Call it what it is. Grossman paid bribes. It’s called corruption.


kayaknut

it’s called “business as usual” when it comes to government and the public sector.


jimmy_me

Corruption; it’s the way things get done in SLO county. What has anyone ever done about it? Nothing.


Ricky2

He paid $5000 to Dan Rivoire’s bike coalition group, then to “avoid conflict of interest” councilman Rivoire got himself a new job. So the “bribe” is now OK. Go figure.

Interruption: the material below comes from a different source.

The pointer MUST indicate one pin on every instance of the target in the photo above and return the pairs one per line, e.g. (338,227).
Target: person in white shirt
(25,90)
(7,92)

http://www.fppc.ca.gov/content/dam/fppc/documents/advice-letters/1995-2015/2015/15027-1090.pdf


mullyman

How do you put bedroom,kitchen, bathroom in 250 sq ft? Is this one of the new small houses and he will probably charge $1000 + a month for this. Rents and buying a house is out of hand in SLO . None of them are worth the costs.


rukidding

Another project that sounds good and looks good on paper. Eventually these proposed high density projects will prove to be a disaster. Density clearly causes problems, just ask any police chief were most of their disturbance calls come from. Mr. Grossman has a high density project under construction in Templeton at the former sales yard location. There are minimum backyards with 2 story homes which provides no privacy at all. It would be very interesting to have a psychological report included in the EIR reports for these excessively high density projects as I have sat in sessions where it has clearly been stated that density causes problems. Examples would be in the larger cities where high density projects deteriorate over time and become magnets for crime. Do we want to become just another large city with all of the problems that come with it. The government may want to for the fees but I wonder what the people want?


SLO_Johnny

Housing density must be increased to build more affordable housing. Fewer and fewer residents can afford to live in a typical “Brady Bunch” house. The population is increasing and people need somewhere to live.


rukidding

We need to use the new buzz word for politicians “unintended consequences.” They should all comment on what they perceive the unintended consequences might be. There are always 2 sides to every story, let’s put all of the cards on the table and then make the correct decision.


UnReasoned

Well, when our president is a real estate developer who used shady business practices to enrich himself at the expense of the community, should we expect any different outcome here in SLO?